Winkelmand

Geen producten in de winkelwagen.

De zieke werknemer als miljarden-markt voor reïntegratiebedrijven

De zieke werknemer is handel. Reïntegratiebedrijven storten zich massaal op deze miljardenmarkt. Uit vrees voor torenhoge boetes voelen werkgevers zich gedwongen met deze commerciële bureaus zaken te doen.

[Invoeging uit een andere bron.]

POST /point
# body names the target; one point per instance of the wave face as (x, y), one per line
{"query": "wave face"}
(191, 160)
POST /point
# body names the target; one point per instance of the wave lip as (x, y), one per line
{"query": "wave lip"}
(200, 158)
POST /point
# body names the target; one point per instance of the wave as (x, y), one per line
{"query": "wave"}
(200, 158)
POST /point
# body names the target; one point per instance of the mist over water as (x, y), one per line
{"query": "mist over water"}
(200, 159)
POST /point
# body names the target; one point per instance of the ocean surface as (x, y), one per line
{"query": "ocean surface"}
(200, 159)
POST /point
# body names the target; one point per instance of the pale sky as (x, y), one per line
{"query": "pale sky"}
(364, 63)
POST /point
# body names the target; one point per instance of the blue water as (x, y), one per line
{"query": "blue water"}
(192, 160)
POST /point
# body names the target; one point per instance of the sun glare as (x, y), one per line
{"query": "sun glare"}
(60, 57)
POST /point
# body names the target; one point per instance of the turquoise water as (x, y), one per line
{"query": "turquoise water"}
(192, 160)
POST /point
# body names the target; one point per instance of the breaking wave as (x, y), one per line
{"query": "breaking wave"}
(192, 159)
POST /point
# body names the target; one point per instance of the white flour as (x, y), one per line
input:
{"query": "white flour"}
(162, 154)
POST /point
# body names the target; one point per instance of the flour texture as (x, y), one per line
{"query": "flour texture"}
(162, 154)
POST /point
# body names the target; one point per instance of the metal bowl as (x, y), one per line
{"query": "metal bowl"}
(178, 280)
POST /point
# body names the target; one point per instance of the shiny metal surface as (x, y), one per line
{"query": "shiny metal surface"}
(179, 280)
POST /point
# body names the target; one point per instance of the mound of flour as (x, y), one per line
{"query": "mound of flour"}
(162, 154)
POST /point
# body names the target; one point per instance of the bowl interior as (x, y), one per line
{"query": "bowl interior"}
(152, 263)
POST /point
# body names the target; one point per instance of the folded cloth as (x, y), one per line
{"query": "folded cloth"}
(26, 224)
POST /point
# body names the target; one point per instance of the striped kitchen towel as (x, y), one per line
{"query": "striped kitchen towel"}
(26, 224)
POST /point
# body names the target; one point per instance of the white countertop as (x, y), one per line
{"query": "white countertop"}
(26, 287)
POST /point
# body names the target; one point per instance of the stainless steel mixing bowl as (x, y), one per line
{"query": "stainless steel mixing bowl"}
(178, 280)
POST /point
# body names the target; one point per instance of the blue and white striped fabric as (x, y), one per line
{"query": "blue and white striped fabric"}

Weten bedrijven hoeveel inspanningen ze zich getroosten om zieke en afgekeurde werknemers weer aan het werk te krijgen? En hoeveel geld dat kost? Voor menig werkgever is dat een lastige vraag. “Daar zou ik meerdere mensen binnen de onderneming voor moeten raadplegen,” laat een woordvoerster van NedCar weten. Het vraagstuk is zo ingewikkeld dat de autofabrikant er zijn vingers ook liever niet aan brandt.
Vrijwel geen enkel bedrijf weet wat het kost om zieken en arbeidsongeschikten weer aan het werk te krijgen. Ogenschijnlijk is de rekensom niet zo moeilijk. Bedrijven laten het meeste werk bij verzuimbestrijding en reïntegratie over aan de Arbo-diensten die de administratieve en procesmatige taken op zich nemen. Ze vinden het al gauw goed zo lang ze zelf maar niet de kastanjes uit het vuur hoeven halen. Dan geloven ze zelfs dat de kosten voor reïntegratie van uitgevallen werknemers te overzien zijn.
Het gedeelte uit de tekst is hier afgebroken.